Talk about a more appropriate name – many park fans will argue that the addition of this custom B&M inverted coaster nearly killed the charm from “America’s 1st Theme Park.” Plopped right in the middle of the park, the ride straddles several themed areas, and necessitated the moving of a church on the property as well as the original Berry Stand and vines that made Knott’s famous.

Built in an apparent attempt to compete with Six Flags Magic Mountain, Silver Bullet was the second to last major attraction built / purchased under the Kinzel-era of Cedar Fair’s management. Since then, the company has shifted, to re-investing in the parks’ classic attractions, bringing back the nostalgia and charm that made Knott’s the friendlier and less-crowded alternative to nearby Disneyland.

 

3.) Stealth – Paramount’s Great America

Announced in 1999 to much fanfare, this expensive, $17 million prototype attraction gave riders the sensation of flying…if they were willing to wait up to three hours on a GOOD day.

However, the ride was removed after only three years of operation, due to high maintenance needs, large amounts of downtime and that very low throughput / capacity. The second station was never built to completion, which allowed riders to bake in the sun for up to ten minutes while another train was dispatched. Quite simply, the ride never lived up to nor operated at it’s original potential.

Originally committed to several models of the ride for their parks, Paramount Parks allegedly pulled the contract on Vekoma after the disappointing results from Stealth. The area the ride sat on became the “Boomerang Bay Waterpark” but sharp eyes can still spot footers for Stealth in the Yankee Harbor area of the park.

 

2.) The Bat – Kings Island

Even the masters have their mistakes. For years, Anton Schwarzkopf had been designing a swinging, suspended coaster. Unfortunately, Anton’s skills with fabrication and design didn’t translate to running a business, and the company went bankrupt before “The Bat” could be finished. In stepped Arrow Development, who finished the ride.

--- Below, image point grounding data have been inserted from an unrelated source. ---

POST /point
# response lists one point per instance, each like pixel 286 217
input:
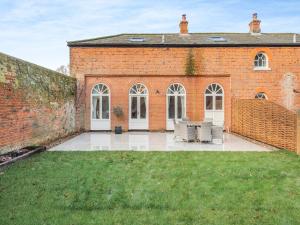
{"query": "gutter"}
pixel 161 45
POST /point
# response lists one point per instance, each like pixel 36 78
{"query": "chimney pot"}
pixel 254 25
pixel 183 25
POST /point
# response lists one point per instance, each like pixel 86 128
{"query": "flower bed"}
pixel 10 157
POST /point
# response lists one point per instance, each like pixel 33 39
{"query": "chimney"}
pixel 254 25
pixel 183 25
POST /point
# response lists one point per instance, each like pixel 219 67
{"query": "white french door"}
pixel 214 104
pixel 176 104
pixel 100 108
pixel 138 108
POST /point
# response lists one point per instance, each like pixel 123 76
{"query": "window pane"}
pixel 209 102
pixel 143 108
pixel 180 107
pixel 134 107
pixel 171 107
pixel 219 102
pixel 96 107
pixel 105 107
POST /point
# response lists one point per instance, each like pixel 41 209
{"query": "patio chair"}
pixel 187 133
pixel 185 119
pixel 217 133
pixel 208 120
pixel 204 132
pixel 176 129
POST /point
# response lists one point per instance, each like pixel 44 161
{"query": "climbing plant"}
pixel 190 68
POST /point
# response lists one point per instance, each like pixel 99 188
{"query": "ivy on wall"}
pixel 190 68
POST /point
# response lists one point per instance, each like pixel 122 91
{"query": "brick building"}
pixel 155 78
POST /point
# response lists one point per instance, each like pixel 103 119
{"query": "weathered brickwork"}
pixel 37 105
pixel 157 68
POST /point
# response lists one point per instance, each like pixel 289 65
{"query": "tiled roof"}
pixel 193 39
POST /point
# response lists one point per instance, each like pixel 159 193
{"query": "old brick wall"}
pixel 237 62
pixel 37 105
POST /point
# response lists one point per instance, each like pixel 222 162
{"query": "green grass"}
pixel 152 188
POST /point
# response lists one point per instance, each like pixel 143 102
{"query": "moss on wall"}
pixel 37 104
pixel 49 86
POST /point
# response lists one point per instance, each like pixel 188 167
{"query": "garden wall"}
pixel 267 122
pixel 37 105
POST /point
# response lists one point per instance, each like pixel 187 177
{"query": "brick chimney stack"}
pixel 254 25
pixel 183 25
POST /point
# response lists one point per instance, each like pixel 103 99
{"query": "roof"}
pixel 190 40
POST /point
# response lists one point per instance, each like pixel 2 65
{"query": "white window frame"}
pixel 266 67
pixel 144 94
pixel 214 95
pixel 260 94
pixel 100 103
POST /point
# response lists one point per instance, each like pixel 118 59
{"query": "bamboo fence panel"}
pixel 265 121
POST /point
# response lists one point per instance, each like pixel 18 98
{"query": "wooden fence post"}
pixel 298 133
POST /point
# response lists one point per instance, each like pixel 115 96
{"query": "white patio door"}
pixel 100 108
pixel 214 104
pixel 176 104
pixel 138 108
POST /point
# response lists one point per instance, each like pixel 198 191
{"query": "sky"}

However, high bank forces contributed to very high track maintenance, which eventually shut the ride down. It was replaced by another Arrow creation, the multi-loop “Vortex.”

Arrow would go on to build several suspended coasters of their own, one of which made a return to Kings Island, named “Top Gun.” Ironically, the park renamed and rebranded it to “the Bat” in 2014.

 

1.) Son of Beast – Paramount’s Kings Island

The looping wooden coaster. Once the holy grail of coaster-dom; now, it’s the “next big thing” when it comes to parks. But back in 2000, it was still a “work in progress.” True, the ride worked fine, but the heavy trains custom designed to transition between the steel loop and wooden track tore up the 7,000+ feet of track on the ride, to the point it became unbearable to ride.

Removing the loop and adding lighter, Gerstlauer trains didn’t help, either. The coaster was shuttered for several years and then eventually torn down in favor of a custom, record breaking B&M inverted coaster, “Banshee.”